Disclosure of Invention
Based on the characteristic that the placenta is rich in antioxidant polypeptide, the polypeptide D25-F3 with strong antioxidant property is obtained from the deer placenta by separation and identification, and the polypeptide has strong DPPH clearance ability and ABTS clearance ability.
Specifically, the amino acid sequence of the polypeptide is shown in SEQ ID NO: 1.

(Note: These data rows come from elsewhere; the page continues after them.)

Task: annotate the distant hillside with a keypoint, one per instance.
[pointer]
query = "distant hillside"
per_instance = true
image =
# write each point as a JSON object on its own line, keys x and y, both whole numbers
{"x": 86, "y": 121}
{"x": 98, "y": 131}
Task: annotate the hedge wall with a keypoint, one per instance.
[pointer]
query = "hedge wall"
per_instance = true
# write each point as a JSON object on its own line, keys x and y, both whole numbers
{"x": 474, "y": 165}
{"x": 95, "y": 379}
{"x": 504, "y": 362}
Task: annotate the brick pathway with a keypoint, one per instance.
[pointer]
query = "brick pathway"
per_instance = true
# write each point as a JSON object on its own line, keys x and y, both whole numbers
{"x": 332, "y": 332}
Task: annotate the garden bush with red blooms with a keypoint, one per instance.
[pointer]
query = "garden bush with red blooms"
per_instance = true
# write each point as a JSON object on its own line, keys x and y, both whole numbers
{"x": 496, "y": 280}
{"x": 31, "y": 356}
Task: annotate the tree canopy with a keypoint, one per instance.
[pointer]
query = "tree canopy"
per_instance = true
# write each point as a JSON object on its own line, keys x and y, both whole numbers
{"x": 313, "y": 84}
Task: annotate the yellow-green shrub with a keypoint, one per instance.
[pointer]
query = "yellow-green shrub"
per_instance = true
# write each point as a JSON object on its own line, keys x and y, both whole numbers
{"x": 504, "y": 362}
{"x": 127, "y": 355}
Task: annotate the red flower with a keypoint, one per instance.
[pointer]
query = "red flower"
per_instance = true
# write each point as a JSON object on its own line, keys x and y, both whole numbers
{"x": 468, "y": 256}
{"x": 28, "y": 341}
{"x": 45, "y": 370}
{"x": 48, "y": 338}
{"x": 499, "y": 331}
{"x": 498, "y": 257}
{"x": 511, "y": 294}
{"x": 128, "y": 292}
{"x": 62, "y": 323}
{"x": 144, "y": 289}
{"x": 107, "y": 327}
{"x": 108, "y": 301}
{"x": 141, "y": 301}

Further, the polypeptide was verified to have a polypeptide sequence corresponding to H 2 O 2 The induced HDF cell damage has a protective effect.
In one aspect of the application, the use of a polypeptide D25-F3 having strong antioxidant properties for the preparation of an antioxidant pharmaceutical composition is provided.
Furthermore, the application also provides application of the strong antioxidant characteristic polypeptide D25-F3 and umbilical cord mesenchymal stem cell culture supernatant in preparing an antioxidant pharmaceutical composition, wherein the umbilical cord mesenchymal stem cell culture supernatant is obtained after the umbilical cord mesenchymal stem cells are cultured under the condition of containing the strong antioxidant characteristic polypeptide D25-F3.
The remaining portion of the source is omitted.